Officer Travis Wright vividly remembers the day when tragedy turned into a catalyst for his law enforcement career. Two longtime friends were killed by a drunken driver while waiting at a crosswalk. At that point, Officer Wright decided to find a way to make an impact to reduce senseless crime.
“They affected so many in the small time they were married,” Officer Wright said. “This sudden and tragic death really hit close to my heart and my decision.”
And then there was the moment of enlightenment. While taking a two-week road trip one summer, Officer Wright found clarity somewhere between the Grand Canyon and Yellowstone National Park.
“I did some personal searching and talking with God and finally got my answer. I took the first chance I could and contacted my friend, and now fellow officer, who had been an officer here for a few years,” he said. “It all just felt right.”
After apprenticing at a tattoo parlor and almost 10 years in retail management, he came to UTSW to work as a public safety officer for a year before being promoted to cadet, then graduating from the Basic Police Officer Certification program at Collin College Law Enforcement Academy in March.
“As a public safety officer, I got to know the community through the different shifts and posts that I worked,” Officer Wright said. “Throughout my time here I have really grown to know staff and patients alike and I want to be able to help those that we serve, and to also give back to the community.”
Officer Wright was recently sworn in as a new UT Southwestern police officer, along with Officers Michael Horton, Jorge Lizardo, Lira Polanco, and Jacob Watson. The five new officers are a part of the 48-member fully commissioned UTSW police force that also is assisted by 79 nonsworn public safety officers.
Under the Texas Code of Criminal Procedure, University police officers are defined as peace officers who have the same authority to detain and arrest as municipal officers and other state officers. Their jurisdiction includes all counties in which property is owned, leased, or otherwise under the control of the UT System.
Another of the new recruits, Officer Polanco, is one of six UTSW female officers. Small but mighty best describes Ms. Polanco, who proudly owns the title of “the shortest officer in the Department.”
“There are daily challenges, but they drive me to become a better officer and person every day,” Officer Polanco said of her new job. “It is an opportunity to show those wanting to become a police officer that there isn’t a challenge big enough to keep you from achieving your dreams. If you have heart and dedication, you can achieve what you set your mind to.”
After graduating from UT Arlington (UTA) with bachelor’s and master’s degrees in criminology and criminal justice, Officer Polanco became a public safety officer with the UTA Police Department. This was a far jump from her pre-med/biology beginnings.
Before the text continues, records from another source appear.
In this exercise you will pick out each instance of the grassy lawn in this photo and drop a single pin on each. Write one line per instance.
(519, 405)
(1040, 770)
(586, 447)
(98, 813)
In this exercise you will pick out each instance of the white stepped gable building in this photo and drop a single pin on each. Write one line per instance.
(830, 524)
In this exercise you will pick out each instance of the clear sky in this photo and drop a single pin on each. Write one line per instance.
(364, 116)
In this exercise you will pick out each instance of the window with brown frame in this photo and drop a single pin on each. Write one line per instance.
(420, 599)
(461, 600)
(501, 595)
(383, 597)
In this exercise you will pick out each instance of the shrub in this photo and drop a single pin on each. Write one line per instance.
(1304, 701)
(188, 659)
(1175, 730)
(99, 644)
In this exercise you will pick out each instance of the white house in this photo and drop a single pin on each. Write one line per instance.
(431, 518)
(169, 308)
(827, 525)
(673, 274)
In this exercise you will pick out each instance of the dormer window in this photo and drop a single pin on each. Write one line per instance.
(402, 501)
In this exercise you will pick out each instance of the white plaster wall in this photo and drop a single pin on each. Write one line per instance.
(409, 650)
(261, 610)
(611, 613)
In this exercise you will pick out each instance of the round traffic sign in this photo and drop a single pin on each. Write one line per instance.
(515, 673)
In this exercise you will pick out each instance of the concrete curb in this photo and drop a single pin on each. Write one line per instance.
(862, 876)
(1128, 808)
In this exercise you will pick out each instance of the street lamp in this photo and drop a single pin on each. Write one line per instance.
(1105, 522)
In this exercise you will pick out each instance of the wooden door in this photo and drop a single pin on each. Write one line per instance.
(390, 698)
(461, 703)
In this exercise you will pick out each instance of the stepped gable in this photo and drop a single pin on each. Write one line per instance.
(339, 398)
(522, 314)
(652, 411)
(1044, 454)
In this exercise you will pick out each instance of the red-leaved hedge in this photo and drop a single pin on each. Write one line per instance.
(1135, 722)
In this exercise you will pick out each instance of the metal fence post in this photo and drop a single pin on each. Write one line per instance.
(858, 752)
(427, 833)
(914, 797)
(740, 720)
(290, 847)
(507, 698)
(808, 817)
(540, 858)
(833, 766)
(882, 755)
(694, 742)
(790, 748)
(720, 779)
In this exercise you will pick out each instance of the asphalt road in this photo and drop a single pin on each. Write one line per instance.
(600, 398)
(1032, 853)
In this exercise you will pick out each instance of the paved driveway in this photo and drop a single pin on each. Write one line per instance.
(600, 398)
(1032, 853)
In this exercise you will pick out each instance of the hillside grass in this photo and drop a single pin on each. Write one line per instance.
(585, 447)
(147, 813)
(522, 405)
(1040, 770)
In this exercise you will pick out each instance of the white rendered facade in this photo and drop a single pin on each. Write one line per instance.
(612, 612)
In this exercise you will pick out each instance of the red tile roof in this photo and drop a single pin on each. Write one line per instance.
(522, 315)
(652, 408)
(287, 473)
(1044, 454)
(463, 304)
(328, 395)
“I quickly discovered that my first choice at a college degree wasn’t my true calling,” she said. “I remember taking ‘Introduction to Criminal Justice’ and I was hooked.”
In 2015, she transferred to UT Southwestern as a public safety officer and became a supervisor within months. In November 2018, she joined the Basic Police Officer Certification program at Collin College Law Enforcement Academy and graduated in March.
Service is at Ms. Polanco’s core. Whether it’s providing directions or an escort to the hospital, educating someone about the traffic laws, or teaching self-defense and safety techniques, she strives to help at least three people a day to improve the community. The help she gives is not only from the heart, but a way to pay it forward from the support she receives from her work peers.
“The best part of my job is my extended family in blue. A lot of people don’t understand the daily sacrifices we make,” said Ms. Polanco. “We miss holidays, birthdays, and special occasions, so having that extra support from your extended family is tremendous. People call this a job, but when you love what you do, and do what you love with family, it isn’t working – it is living.”
The story of Officer Wright’s career journey followed a longer, more circuitous path. The signs were all there – as a career in retail and church lit the way, life experiences propelled him to land at UTSW.
“I come from a whole family who has served, whether in medical or in the military, and I was very involved with missions and outreach in my church during high school,” Officer Wright said. “I truly hope to establish and maintain a safe environment for all the staff and patrons here at UT Southwestern.”